Partners Group pulled in $16 billion of new client demand in the first half of 2026, ahead of Bank Vontobel’s $14.5 billion forecast, taking assets under management to $186 billion.
The beat steadies nerves weeks after the Swiss asset manager capped withdrawals from an open-ended fund, triggering its worst-ever one-day stock drop on June 3. Shares are down about a third this year.
Full-year guidance stands: $26 billion to $32 billion in gross new client demand for 2026.
“We are pleased to report record client demand as our differentiated offering and track record continues to attract new and existing clients,” said CEO David Layton. “Within our portfolio, we see mostly solid performance, though with some challenges concentrated amongst select assets and vintages.”
Net flows were only modestly positive.
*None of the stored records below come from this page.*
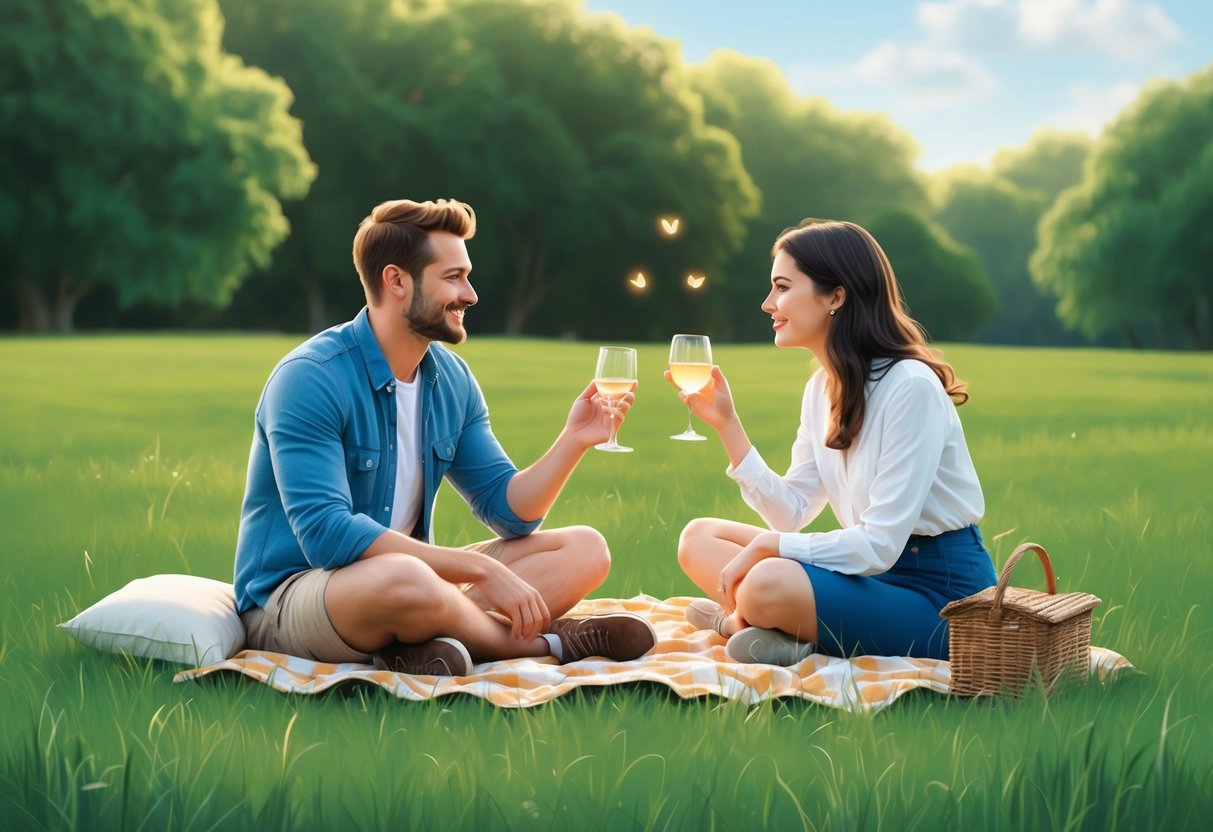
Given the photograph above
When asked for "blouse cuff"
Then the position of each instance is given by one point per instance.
(749, 469)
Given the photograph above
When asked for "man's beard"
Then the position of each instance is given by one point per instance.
(428, 319)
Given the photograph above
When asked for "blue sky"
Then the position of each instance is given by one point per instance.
(962, 77)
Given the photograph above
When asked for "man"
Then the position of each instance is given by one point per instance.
(354, 432)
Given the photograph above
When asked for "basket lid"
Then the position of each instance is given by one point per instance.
(1043, 607)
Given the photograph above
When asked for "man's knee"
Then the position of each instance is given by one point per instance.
(590, 548)
(404, 582)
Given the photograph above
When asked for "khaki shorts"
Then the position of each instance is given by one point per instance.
(295, 620)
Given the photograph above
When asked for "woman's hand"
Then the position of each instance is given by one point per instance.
(712, 403)
(761, 547)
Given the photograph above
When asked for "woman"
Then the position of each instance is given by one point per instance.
(880, 439)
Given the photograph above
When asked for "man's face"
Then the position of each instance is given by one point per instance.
(444, 292)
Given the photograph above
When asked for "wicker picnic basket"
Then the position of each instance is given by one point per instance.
(1001, 636)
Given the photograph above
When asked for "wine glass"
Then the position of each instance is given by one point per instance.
(614, 379)
(690, 366)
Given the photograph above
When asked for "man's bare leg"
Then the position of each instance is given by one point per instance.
(398, 598)
(563, 564)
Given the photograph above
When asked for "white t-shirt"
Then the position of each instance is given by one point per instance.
(406, 502)
(907, 473)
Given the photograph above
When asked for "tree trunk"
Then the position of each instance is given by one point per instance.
(317, 309)
(66, 300)
(33, 313)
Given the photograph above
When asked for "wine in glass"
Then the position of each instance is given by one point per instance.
(690, 366)
(614, 379)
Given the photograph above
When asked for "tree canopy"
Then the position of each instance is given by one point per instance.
(569, 134)
(1128, 249)
(941, 281)
(137, 155)
(807, 160)
(995, 211)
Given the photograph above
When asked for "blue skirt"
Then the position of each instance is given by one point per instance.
(897, 613)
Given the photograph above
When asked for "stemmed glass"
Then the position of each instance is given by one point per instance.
(690, 366)
(614, 379)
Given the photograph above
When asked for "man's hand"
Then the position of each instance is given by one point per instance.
(516, 599)
(590, 420)
(762, 547)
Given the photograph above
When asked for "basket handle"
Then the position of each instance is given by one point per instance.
(1004, 576)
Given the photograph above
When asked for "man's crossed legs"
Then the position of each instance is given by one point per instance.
(397, 609)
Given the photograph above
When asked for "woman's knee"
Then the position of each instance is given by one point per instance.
(772, 590)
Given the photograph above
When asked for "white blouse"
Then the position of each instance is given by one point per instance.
(907, 473)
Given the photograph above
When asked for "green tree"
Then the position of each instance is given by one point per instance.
(941, 281)
(569, 134)
(136, 155)
(807, 160)
(1128, 249)
(1049, 163)
(996, 212)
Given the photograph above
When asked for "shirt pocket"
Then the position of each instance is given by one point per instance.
(444, 452)
(362, 469)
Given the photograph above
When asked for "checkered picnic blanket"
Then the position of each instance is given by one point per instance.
(690, 662)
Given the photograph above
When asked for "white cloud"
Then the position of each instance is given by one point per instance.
(975, 26)
(1118, 29)
(926, 77)
(1091, 106)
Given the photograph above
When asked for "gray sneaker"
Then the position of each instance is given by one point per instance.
(706, 614)
(619, 637)
(438, 656)
(755, 645)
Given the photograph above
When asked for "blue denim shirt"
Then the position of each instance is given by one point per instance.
(322, 471)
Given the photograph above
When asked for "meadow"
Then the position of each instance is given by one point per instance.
(124, 456)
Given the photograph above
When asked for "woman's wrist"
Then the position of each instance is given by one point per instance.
(736, 443)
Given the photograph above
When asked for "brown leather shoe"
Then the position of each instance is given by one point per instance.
(438, 656)
(619, 637)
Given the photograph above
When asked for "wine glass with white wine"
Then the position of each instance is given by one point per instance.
(614, 379)
(690, 366)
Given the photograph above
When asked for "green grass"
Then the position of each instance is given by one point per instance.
(124, 456)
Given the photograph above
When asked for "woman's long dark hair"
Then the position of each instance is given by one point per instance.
(871, 324)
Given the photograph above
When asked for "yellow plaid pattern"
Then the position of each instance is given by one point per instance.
(690, 662)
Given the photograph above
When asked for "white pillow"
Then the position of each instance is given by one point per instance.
(175, 617)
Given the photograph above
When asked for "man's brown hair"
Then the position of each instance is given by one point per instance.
(397, 233)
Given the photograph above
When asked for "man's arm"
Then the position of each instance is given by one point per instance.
(533, 491)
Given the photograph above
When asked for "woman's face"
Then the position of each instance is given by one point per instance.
(799, 315)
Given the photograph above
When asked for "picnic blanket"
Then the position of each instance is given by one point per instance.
(690, 662)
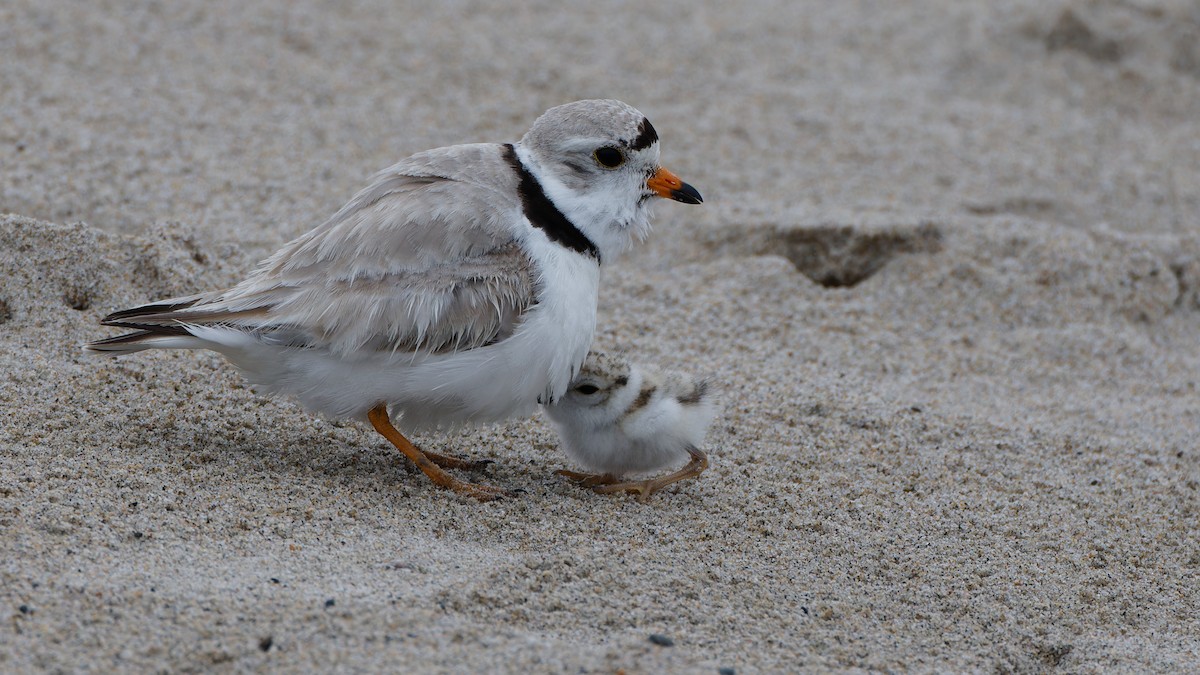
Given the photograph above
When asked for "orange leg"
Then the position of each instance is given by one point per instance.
(449, 461)
(379, 419)
(606, 483)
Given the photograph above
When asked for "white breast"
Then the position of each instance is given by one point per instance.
(478, 386)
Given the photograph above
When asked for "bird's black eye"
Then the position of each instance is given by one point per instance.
(609, 156)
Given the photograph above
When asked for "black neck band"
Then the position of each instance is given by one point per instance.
(544, 214)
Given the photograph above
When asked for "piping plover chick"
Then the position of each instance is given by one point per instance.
(621, 418)
(459, 286)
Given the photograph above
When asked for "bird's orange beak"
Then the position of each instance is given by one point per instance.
(666, 184)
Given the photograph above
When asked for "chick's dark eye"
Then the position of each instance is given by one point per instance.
(609, 157)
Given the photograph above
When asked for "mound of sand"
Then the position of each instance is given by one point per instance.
(947, 278)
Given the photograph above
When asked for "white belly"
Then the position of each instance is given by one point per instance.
(477, 386)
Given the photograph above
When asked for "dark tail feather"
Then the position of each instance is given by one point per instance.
(123, 316)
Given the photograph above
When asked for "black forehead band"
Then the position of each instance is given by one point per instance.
(646, 136)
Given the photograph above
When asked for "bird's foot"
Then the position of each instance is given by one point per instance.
(606, 484)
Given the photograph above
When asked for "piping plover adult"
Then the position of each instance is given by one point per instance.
(621, 418)
(459, 286)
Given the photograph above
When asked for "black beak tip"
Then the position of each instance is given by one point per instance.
(688, 195)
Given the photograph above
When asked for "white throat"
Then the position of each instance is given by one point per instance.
(611, 221)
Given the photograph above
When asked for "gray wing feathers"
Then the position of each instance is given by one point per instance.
(419, 261)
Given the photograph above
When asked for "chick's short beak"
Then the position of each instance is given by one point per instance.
(666, 184)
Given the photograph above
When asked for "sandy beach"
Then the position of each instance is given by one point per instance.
(946, 281)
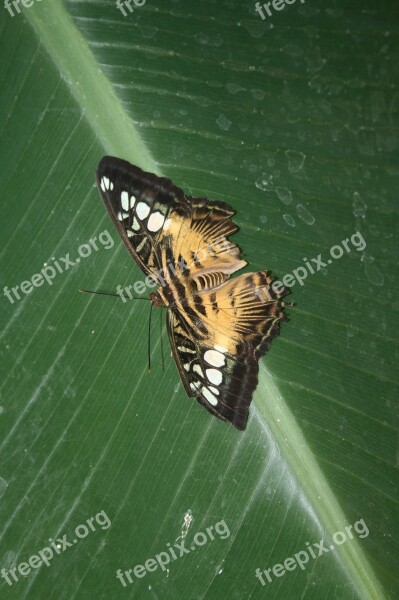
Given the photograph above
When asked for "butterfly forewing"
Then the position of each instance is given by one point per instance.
(218, 328)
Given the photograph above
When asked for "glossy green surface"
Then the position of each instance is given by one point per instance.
(294, 122)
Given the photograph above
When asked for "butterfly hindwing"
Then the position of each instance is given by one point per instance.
(218, 328)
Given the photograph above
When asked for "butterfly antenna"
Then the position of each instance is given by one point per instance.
(149, 339)
(160, 332)
(105, 293)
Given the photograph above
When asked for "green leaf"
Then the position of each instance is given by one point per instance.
(293, 121)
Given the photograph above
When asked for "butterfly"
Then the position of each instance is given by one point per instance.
(218, 327)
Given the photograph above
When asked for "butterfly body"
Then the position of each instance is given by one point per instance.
(218, 327)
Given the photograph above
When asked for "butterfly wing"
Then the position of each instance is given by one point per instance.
(159, 223)
(140, 204)
(220, 368)
(218, 329)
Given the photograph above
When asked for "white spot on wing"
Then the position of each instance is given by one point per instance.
(155, 221)
(214, 358)
(209, 396)
(125, 200)
(214, 376)
(142, 210)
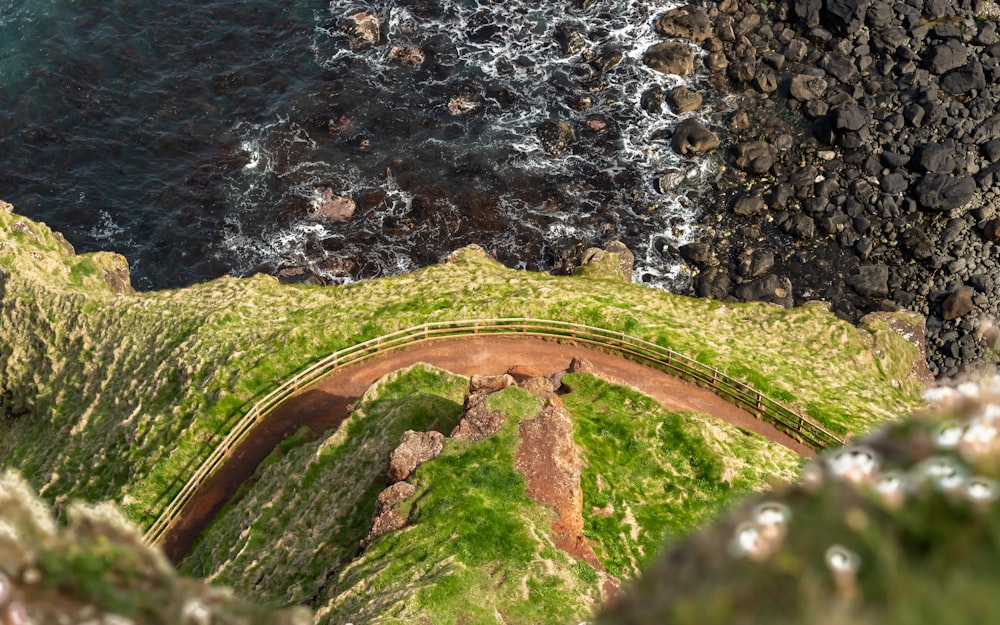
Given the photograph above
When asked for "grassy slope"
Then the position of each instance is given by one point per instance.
(122, 394)
(478, 547)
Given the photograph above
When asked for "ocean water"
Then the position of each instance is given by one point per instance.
(191, 137)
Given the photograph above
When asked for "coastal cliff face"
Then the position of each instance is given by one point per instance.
(108, 394)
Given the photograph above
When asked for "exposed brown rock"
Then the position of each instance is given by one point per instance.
(478, 420)
(414, 449)
(386, 518)
(550, 463)
(957, 304)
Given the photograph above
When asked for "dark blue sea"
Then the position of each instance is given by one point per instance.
(196, 137)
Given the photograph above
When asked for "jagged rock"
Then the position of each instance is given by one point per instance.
(845, 17)
(870, 281)
(945, 57)
(697, 253)
(686, 22)
(408, 55)
(937, 158)
(478, 420)
(683, 100)
(691, 137)
(769, 288)
(755, 157)
(327, 206)
(916, 241)
(548, 459)
(414, 449)
(670, 57)
(556, 136)
(755, 263)
(580, 365)
(945, 192)
(490, 383)
(363, 28)
(713, 282)
(957, 304)
(964, 79)
(804, 87)
(991, 230)
(750, 204)
(386, 519)
(626, 259)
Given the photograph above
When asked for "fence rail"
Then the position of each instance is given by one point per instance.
(798, 426)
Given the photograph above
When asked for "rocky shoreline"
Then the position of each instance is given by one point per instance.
(860, 165)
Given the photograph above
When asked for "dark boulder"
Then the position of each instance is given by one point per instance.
(691, 137)
(670, 57)
(944, 192)
(957, 304)
(755, 157)
(845, 17)
(750, 204)
(870, 281)
(950, 55)
(964, 79)
(937, 158)
(683, 100)
(800, 226)
(991, 230)
(713, 282)
(755, 263)
(918, 244)
(805, 87)
(769, 288)
(556, 136)
(687, 22)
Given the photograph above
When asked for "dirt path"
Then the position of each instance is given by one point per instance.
(325, 405)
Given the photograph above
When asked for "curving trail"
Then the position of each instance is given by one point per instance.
(325, 405)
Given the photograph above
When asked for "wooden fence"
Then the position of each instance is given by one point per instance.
(798, 426)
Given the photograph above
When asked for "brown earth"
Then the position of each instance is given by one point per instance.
(326, 405)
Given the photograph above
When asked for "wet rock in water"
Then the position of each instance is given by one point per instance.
(937, 158)
(804, 87)
(945, 192)
(957, 304)
(755, 263)
(713, 282)
(697, 253)
(556, 136)
(414, 449)
(750, 204)
(571, 41)
(652, 100)
(327, 206)
(691, 137)
(870, 281)
(408, 55)
(755, 156)
(683, 100)
(845, 17)
(362, 28)
(686, 22)
(770, 288)
(461, 104)
(670, 57)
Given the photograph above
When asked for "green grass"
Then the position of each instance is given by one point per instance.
(652, 475)
(320, 515)
(122, 395)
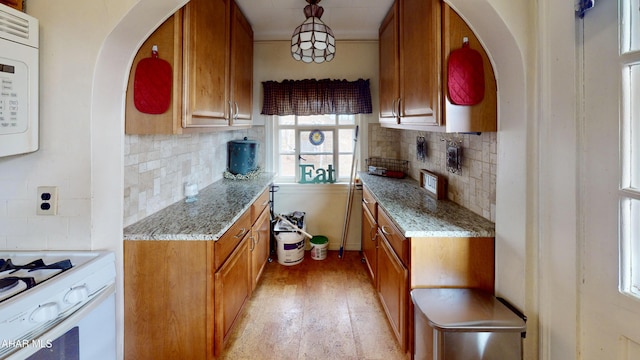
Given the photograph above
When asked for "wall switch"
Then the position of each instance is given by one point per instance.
(47, 203)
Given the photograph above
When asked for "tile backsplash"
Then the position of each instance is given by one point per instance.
(157, 166)
(474, 188)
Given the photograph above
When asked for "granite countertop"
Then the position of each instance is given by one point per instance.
(418, 215)
(218, 206)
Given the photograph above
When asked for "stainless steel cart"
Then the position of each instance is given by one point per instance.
(465, 324)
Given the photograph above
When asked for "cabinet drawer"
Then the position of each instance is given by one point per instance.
(369, 202)
(259, 205)
(225, 245)
(393, 235)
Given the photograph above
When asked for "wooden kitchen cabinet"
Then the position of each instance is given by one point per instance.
(209, 44)
(232, 290)
(181, 289)
(168, 299)
(410, 66)
(415, 40)
(389, 70)
(369, 243)
(402, 264)
(393, 290)
(259, 246)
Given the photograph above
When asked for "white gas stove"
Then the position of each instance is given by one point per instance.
(45, 295)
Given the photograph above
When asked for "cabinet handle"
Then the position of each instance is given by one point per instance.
(241, 233)
(235, 115)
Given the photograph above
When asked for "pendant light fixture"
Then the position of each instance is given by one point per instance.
(313, 41)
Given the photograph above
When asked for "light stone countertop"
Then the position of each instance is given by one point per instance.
(218, 206)
(418, 215)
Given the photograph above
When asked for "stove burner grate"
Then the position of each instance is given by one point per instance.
(34, 265)
(10, 282)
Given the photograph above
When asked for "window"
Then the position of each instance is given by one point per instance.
(629, 193)
(316, 142)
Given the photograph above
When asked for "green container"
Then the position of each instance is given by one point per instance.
(319, 244)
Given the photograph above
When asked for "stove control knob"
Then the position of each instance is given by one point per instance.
(76, 295)
(45, 312)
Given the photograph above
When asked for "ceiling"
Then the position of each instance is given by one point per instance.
(349, 19)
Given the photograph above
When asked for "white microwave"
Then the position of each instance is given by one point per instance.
(19, 82)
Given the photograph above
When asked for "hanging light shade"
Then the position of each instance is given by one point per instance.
(313, 41)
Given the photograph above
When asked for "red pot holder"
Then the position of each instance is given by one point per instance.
(152, 84)
(465, 76)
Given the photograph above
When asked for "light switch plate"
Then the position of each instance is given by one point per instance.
(47, 202)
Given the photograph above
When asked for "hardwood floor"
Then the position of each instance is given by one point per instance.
(318, 309)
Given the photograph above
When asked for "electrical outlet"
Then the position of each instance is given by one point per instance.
(47, 200)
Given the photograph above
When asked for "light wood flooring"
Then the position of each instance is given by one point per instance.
(318, 309)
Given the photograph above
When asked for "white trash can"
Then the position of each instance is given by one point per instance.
(289, 241)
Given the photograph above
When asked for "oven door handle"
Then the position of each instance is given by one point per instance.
(77, 294)
(45, 312)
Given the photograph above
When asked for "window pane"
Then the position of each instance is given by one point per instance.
(630, 26)
(344, 170)
(287, 166)
(287, 120)
(346, 140)
(287, 141)
(346, 119)
(323, 138)
(319, 162)
(317, 120)
(630, 246)
(631, 131)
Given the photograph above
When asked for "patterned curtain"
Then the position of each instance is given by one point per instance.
(316, 97)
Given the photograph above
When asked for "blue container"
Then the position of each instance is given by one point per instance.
(242, 156)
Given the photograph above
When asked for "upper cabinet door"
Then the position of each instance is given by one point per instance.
(389, 72)
(420, 61)
(205, 50)
(241, 68)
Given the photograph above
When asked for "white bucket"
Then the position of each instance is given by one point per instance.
(319, 246)
(290, 248)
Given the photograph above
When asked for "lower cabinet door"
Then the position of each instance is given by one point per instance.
(393, 290)
(232, 289)
(259, 247)
(369, 242)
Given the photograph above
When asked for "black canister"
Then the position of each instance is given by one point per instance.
(242, 156)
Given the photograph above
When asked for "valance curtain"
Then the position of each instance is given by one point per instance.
(316, 97)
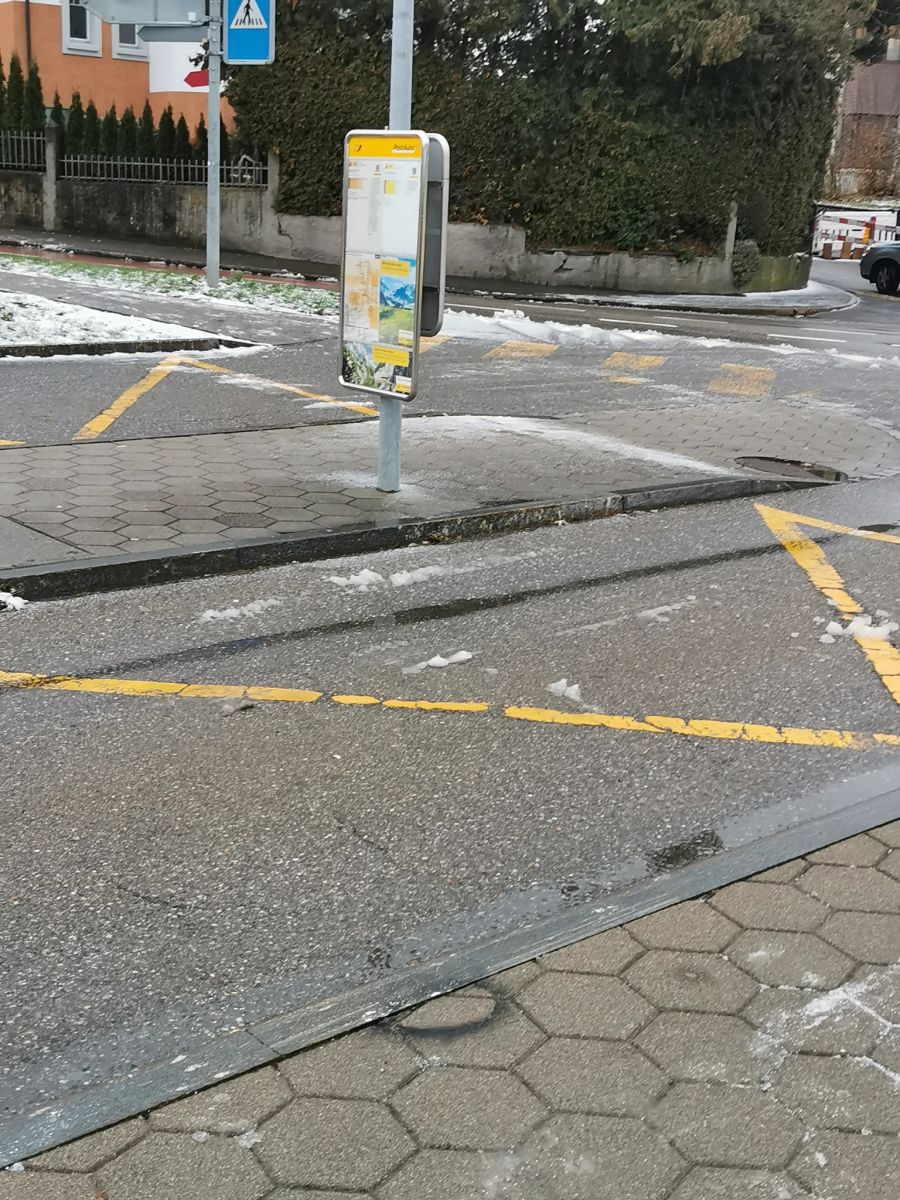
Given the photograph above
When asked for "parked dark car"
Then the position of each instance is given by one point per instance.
(881, 265)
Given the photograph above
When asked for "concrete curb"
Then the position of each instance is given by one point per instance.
(817, 820)
(53, 581)
(165, 346)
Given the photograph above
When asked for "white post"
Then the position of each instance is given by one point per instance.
(390, 414)
(214, 143)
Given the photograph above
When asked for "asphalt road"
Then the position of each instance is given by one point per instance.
(172, 869)
(583, 361)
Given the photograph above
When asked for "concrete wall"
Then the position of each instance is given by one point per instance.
(175, 213)
(22, 199)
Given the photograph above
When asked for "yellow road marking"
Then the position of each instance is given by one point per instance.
(703, 730)
(522, 351)
(431, 343)
(101, 423)
(634, 361)
(735, 379)
(366, 409)
(809, 556)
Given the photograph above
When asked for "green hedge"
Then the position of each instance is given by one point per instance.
(594, 139)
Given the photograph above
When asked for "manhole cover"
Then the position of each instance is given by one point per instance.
(795, 469)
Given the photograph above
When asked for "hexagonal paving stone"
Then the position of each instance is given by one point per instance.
(234, 1107)
(709, 1047)
(595, 1158)
(813, 1021)
(593, 1077)
(447, 1175)
(472, 1031)
(702, 983)
(790, 960)
(733, 1183)
(88, 1153)
(845, 1093)
(468, 1109)
(333, 1144)
(367, 1065)
(850, 1167)
(693, 925)
(865, 936)
(166, 1164)
(855, 888)
(605, 953)
(771, 906)
(727, 1126)
(859, 851)
(585, 1006)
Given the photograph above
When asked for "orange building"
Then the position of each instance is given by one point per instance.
(108, 64)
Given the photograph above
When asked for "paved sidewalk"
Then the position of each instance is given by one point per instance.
(73, 503)
(815, 298)
(739, 1047)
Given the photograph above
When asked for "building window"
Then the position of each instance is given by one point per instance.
(81, 29)
(126, 43)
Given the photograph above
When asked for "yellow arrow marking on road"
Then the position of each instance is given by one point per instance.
(703, 730)
(826, 579)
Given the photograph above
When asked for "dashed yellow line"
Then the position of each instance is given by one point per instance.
(619, 359)
(101, 423)
(735, 379)
(522, 351)
(809, 556)
(701, 730)
(366, 409)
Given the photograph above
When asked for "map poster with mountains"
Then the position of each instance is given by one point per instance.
(383, 229)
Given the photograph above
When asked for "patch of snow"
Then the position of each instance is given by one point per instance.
(418, 575)
(565, 690)
(361, 581)
(11, 603)
(33, 321)
(234, 613)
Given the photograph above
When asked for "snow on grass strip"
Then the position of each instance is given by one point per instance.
(234, 288)
(709, 730)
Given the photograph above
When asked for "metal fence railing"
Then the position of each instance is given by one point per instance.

Redemptions reached $3.8 billion, in line with forecasts, 79% of it from three mature evergreen strategies. Evergreen funds made up 26% of new client commitments in the half.
The firm expects redemption pressure to run for a few more quarters, shaving 1% to 2% off net AUM growth over the next 18 months. In a negative scenario, medium-term outflows from these funds could hit $10 billion to $20 billion, offset by growth across the wider evergreen platform.
On the dividend, Layton said the firm is targeting stability and long-term growth. “One note is that I do expect a debate in our next board meeting around share buyback versus dividend,” he added.